Perhaps the young inmate Mr. MacDougal spoke with displayed a lack of rhetorical subtlety and sophistication when he looked at all the black faces surrounding him and said, “this is white man’s genocide.” But when more than 80 percent of defendants in crack cocaine cases are black while two-thirds of crack users are white or Latino, is it any wonder that such charges might emerge from young black men? Moreover, when the black users of crack cocaine receive much harsher penalties than the white users of powder cocaine, a young black prisoner might be forgiven for rashly speculating that white folks “put us in here to keep us down.”

Do these facts of contemporary urban American life point to “perceived victimization” or to real patterns of institutional racism?

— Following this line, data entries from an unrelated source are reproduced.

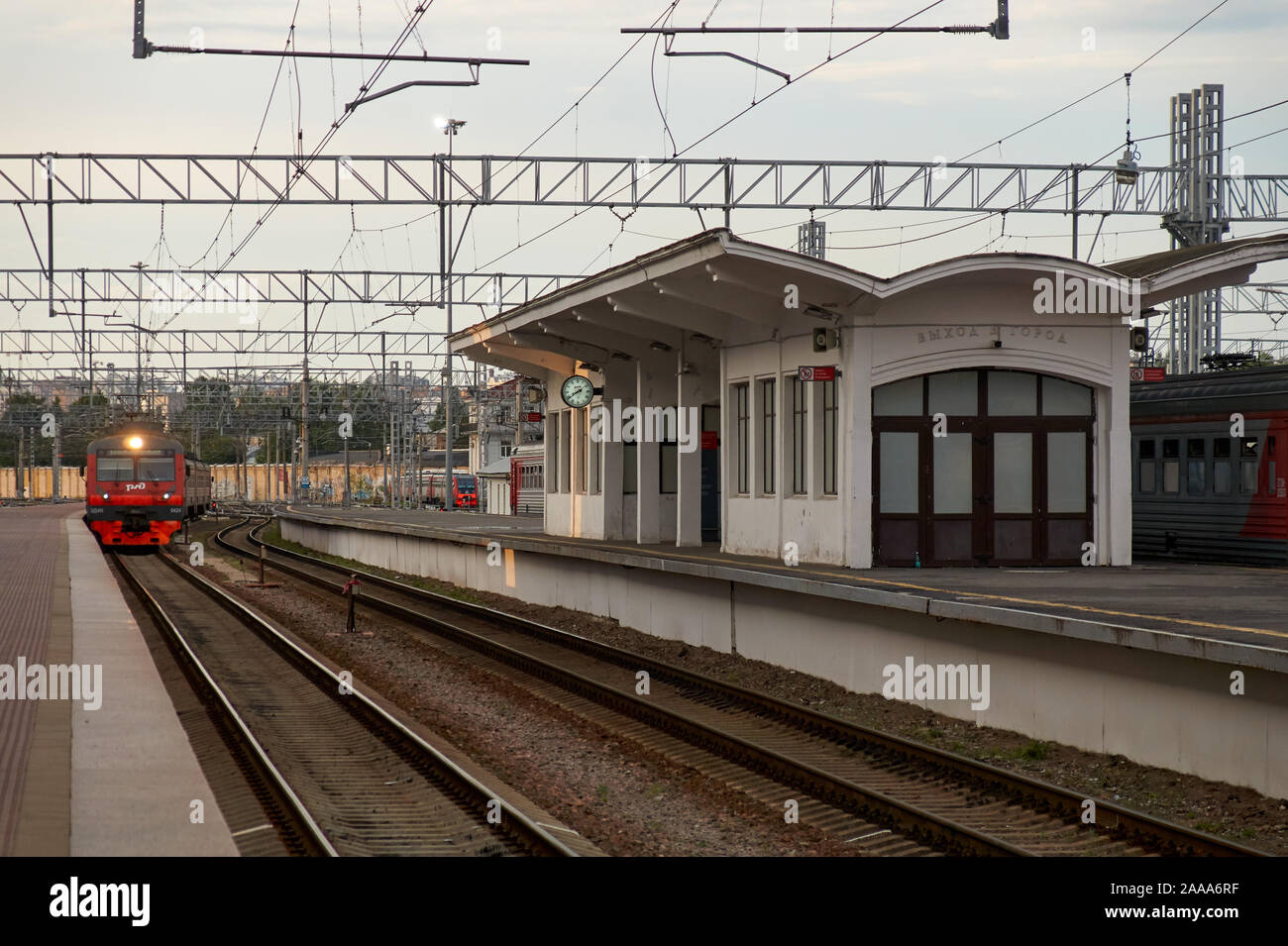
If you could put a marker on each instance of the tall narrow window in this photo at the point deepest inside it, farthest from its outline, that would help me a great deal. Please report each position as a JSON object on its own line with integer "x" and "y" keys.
{"x": 1248, "y": 461}
{"x": 630, "y": 468}
{"x": 1171, "y": 467}
{"x": 742, "y": 438}
{"x": 566, "y": 451}
{"x": 765, "y": 448}
{"x": 829, "y": 418}
{"x": 593, "y": 452}
{"x": 1196, "y": 468}
{"x": 580, "y": 437}
{"x": 1222, "y": 475}
{"x": 669, "y": 468}
{"x": 799, "y": 411}
{"x": 1146, "y": 465}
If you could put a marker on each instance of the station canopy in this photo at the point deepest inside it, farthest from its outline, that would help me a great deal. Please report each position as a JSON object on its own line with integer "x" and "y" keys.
{"x": 715, "y": 286}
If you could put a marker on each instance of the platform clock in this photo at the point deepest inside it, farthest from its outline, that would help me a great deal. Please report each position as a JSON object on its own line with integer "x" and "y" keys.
{"x": 578, "y": 390}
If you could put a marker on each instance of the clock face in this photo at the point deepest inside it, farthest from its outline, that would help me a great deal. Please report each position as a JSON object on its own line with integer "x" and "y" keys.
{"x": 578, "y": 390}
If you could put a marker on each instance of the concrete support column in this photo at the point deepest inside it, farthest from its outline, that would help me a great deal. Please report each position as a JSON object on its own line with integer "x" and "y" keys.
{"x": 1113, "y": 463}
{"x": 854, "y": 451}
{"x": 648, "y": 387}
{"x": 618, "y": 392}
{"x": 696, "y": 374}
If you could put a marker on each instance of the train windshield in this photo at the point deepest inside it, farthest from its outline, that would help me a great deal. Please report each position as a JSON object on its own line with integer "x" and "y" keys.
{"x": 160, "y": 470}
{"x": 115, "y": 469}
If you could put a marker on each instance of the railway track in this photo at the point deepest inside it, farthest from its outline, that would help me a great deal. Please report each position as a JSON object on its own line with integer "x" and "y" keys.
{"x": 347, "y": 777}
{"x": 902, "y": 796}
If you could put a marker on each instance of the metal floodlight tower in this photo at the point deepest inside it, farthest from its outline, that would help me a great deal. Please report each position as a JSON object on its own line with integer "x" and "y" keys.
{"x": 1197, "y": 218}
{"x": 450, "y": 128}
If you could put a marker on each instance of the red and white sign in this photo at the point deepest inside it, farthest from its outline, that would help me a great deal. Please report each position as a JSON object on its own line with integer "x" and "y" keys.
{"x": 819, "y": 372}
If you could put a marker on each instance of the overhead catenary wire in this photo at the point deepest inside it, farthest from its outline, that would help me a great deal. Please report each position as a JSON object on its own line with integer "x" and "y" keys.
{"x": 335, "y": 126}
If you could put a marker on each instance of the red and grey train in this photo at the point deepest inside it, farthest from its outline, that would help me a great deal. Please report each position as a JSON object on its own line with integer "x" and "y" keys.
{"x": 140, "y": 488}
{"x": 1207, "y": 468}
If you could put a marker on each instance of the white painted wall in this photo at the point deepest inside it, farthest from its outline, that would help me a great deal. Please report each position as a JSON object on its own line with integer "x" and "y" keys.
{"x": 919, "y": 332}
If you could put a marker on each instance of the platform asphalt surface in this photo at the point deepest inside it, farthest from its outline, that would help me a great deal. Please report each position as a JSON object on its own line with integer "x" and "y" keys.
{"x": 1224, "y": 602}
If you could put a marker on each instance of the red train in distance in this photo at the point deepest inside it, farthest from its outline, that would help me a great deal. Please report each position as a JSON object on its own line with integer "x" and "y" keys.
{"x": 140, "y": 488}
{"x": 464, "y": 491}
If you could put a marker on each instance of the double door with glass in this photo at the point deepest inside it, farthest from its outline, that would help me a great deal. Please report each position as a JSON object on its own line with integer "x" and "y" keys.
{"x": 953, "y": 484}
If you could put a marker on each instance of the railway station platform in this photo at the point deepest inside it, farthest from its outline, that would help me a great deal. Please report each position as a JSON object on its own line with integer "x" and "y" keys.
{"x": 101, "y": 768}
{"x": 1172, "y": 665}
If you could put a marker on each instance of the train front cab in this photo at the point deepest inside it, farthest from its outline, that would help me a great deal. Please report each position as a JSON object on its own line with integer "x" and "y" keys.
{"x": 134, "y": 494}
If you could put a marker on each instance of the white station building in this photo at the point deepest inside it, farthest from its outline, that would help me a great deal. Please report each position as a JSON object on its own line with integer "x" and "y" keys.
{"x": 969, "y": 412}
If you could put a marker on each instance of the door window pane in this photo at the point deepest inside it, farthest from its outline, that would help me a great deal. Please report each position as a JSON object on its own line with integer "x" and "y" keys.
{"x": 1013, "y": 473}
{"x": 1222, "y": 476}
{"x": 898, "y": 399}
{"x": 1171, "y": 467}
{"x": 898, "y": 472}
{"x": 1065, "y": 398}
{"x": 953, "y": 473}
{"x": 115, "y": 469}
{"x": 1013, "y": 394}
{"x": 954, "y": 392}
{"x": 1067, "y": 472}
{"x": 156, "y": 470}
{"x": 1249, "y": 463}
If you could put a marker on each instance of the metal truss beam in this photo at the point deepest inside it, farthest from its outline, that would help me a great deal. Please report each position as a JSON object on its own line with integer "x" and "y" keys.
{"x": 576, "y": 181}
{"x": 232, "y": 288}
{"x": 67, "y": 379}
{"x": 104, "y": 343}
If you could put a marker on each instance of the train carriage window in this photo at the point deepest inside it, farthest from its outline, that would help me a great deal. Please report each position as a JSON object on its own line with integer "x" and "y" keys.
{"x": 1248, "y": 463}
{"x": 156, "y": 470}
{"x": 1171, "y": 467}
{"x": 1196, "y": 468}
{"x": 115, "y": 469}
{"x": 1146, "y": 475}
{"x": 1271, "y": 482}
{"x": 1222, "y": 473}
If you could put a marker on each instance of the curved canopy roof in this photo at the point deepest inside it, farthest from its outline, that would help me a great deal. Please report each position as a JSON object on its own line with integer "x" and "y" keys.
{"x": 725, "y": 288}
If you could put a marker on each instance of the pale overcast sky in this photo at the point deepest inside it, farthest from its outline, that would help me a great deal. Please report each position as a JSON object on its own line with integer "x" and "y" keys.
{"x": 72, "y": 86}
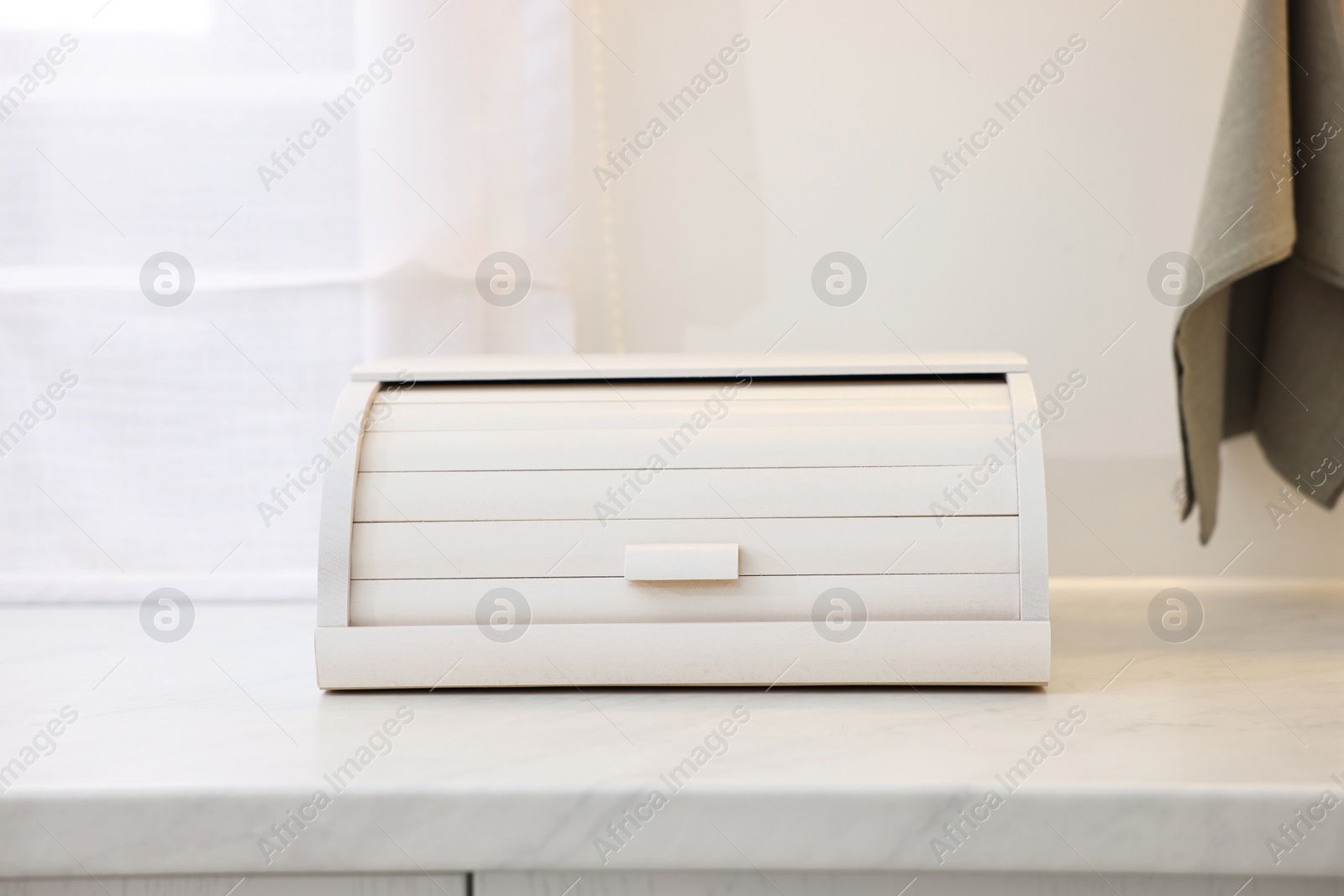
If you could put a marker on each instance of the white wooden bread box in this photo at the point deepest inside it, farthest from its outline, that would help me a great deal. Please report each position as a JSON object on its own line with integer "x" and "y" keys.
{"x": 685, "y": 520}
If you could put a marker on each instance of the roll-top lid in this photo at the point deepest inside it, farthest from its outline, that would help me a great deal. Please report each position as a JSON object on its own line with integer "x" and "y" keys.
{"x": 456, "y": 369}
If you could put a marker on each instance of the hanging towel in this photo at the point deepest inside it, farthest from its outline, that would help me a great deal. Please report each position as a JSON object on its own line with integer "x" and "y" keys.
{"x": 1261, "y": 349}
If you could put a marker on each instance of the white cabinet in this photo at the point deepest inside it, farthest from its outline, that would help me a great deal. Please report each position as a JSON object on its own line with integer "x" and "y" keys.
{"x": 662, "y": 520}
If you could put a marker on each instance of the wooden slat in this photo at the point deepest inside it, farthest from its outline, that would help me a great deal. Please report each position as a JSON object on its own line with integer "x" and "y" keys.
{"x": 770, "y": 492}
{"x": 690, "y": 653}
{"x": 922, "y": 394}
{"x": 769, "y": 547}
{"x": 746, "y": 600}
{"x": 669, "y": 416}
{"x": 709, "y": 448}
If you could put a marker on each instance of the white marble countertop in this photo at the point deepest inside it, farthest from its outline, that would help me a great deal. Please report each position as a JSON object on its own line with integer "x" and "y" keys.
{"x": 185, "y": 754}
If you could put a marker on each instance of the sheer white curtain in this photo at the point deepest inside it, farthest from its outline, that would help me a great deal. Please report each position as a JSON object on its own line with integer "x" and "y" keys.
{"x": 148, "y": 136}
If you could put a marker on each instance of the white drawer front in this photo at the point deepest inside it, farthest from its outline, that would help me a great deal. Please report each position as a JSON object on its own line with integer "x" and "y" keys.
{"x": 718, "y": 493}
{"x": 405, "y": 602}
{"x": 870, "y": 546}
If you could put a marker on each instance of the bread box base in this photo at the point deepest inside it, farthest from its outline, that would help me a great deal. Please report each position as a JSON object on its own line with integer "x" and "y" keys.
{"x": 685, "y": 653}
{"x": 685, "y": 520}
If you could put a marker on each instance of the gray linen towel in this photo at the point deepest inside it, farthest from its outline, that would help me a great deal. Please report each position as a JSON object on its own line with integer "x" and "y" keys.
{"x": 1263, "y": 347}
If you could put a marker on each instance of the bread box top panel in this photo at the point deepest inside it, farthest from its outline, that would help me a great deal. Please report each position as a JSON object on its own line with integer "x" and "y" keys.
{"x": 586, "y": 367}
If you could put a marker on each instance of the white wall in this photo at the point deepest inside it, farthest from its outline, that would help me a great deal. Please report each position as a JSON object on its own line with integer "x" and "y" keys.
{"x": 822, "y": 139}
{"x": 1042, "y": 244}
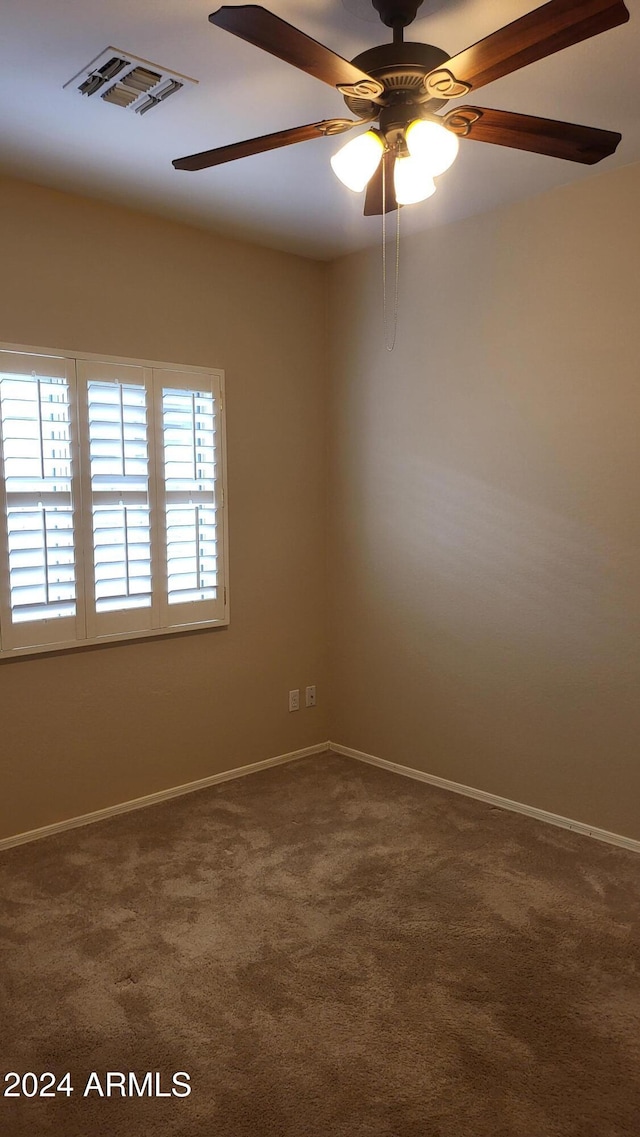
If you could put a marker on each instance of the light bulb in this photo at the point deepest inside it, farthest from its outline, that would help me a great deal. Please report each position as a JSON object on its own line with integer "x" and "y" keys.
{"x": 412, "y": 181}
{"x": 432, "y": 143}
{"x": 358, "y": 160}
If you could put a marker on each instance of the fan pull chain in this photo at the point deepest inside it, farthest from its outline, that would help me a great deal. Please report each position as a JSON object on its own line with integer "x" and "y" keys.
{"x": 389, "y": 345}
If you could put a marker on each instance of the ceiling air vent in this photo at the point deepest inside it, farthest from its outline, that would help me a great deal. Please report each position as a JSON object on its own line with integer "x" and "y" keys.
{"x": 126, "y": 81}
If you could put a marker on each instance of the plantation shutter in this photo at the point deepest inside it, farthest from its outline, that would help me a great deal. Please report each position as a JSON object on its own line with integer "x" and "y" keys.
{"x": 190, "y": 497}
{"x": 39, "y": 595}
{"x": 117, "y": 484}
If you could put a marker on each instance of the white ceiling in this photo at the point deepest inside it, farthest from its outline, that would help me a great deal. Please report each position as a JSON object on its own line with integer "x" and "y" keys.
{"x": 288, "y": 199}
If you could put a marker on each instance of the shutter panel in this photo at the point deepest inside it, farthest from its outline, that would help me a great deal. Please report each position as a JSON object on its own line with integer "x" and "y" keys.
{"x": 40, "y": 604}
{"x": 118, "y": 486}
{"x": 191, "y": 466}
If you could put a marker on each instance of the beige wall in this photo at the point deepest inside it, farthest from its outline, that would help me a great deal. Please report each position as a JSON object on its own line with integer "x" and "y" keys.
{"x": 485, "y": 490}
{"x": 482, "y": 490}
{"x": 89, "y": 729}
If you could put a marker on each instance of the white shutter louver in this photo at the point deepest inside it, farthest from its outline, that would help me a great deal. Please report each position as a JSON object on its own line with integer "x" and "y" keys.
{"x": 113, "y": 521}
{"x": 190, "y": 474}
{"x": 119, "y": 489}
{"x": 38, "y": 465}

Mr. MacDougal is quick to let institutions off the hook, which is not surprising given his long-standing conservative credentials. Still, it is surprising that he should troll so easily in the turgid waters of racial stereotypes. Immediately after speculating that the “vitriol spewed by the Rev. Wrights of this world” teaches young people that the job market is stacked against them, he notes that the federal government spends “more than $10,000 per poor person for welfare.” The clear but unstated implication, given his context, is that “government welfare spending equals spending on poor black people.” Yet there are three times as many poor whites in the United States as there are poor blacks.

Why even bring this up if not to blame the poor for their poverty? Of course, Mr. MacDougal does not actually blame the poor for being poor. It is far easier to blame Jeremiah Wright and other religious leaders who have the temerity to name the present time for what it is.

One wonders, do all of the religious leaders in Appalachia, to take the white example most often counter posed to black urban poverty, preach that “God helps those who help themselves”? If so, it should be noted, they are not preaching from the Judeo-Christian Bible, where that oft-repeated line never appears. That sentiment emerges from the bible of the American Right which worships the god of the free market.

That god has tumbled just a bit of late, what with poverty rates growing not just in Rev. Wright’s neighborhood but across the country. Of course, when poverty increases in the United States, historically speaking, racial minorities take the hardest hit. During the most recent recession, black unemployment reached 10.8 percent; white unemployment peaked at 5.2 percent. Goldman Sachs estimates that national unemployment in the present recession will peak at 6.4 percent sometime in 2009. They predict that black unemployment will top out at 11 percent. Along with unemployment, we can expect that income disparities will increase, especially among the poorest black families. At the same time, we should expect to see social indicators associated with economic hardship, including rising crime rates.

Are these cold statistics and the realities they underscore the fault of Rev. Wright? Well, not even Mr. MacDougal suggests that, but he does point the finger of blame at Wright and his like for discouraging progress and individual responsibility.

One wonders: are the young people in Trinity’s job training seminars on interviewing techniques, job search strategies and dressing for success being discouraged more by what religious leaders teach or by the realities in the streets all around them? Of course, investigating that reality with genuine care is far more difficult than casting blame on an angry black man. It also makes for much less interesting media, which, perhaps more than anything else, explains why the Post wasted so many column inches on the ravings of a calm white man.

Milepost

Here's a poem for today, that I found while looking for something else:
She half smiled.
Leaning across the counter, she said,
"What, are you some kinda goddamned poet?"
And it meant, "move it, Jack"
as well as, "I wish I could move it, too."
And I moved ...
leaving her life behind
not moved, not touched
in the cold Nevada night.
I moved; she remained.
And we both dreamed.
And in our dreams we went our separate ways.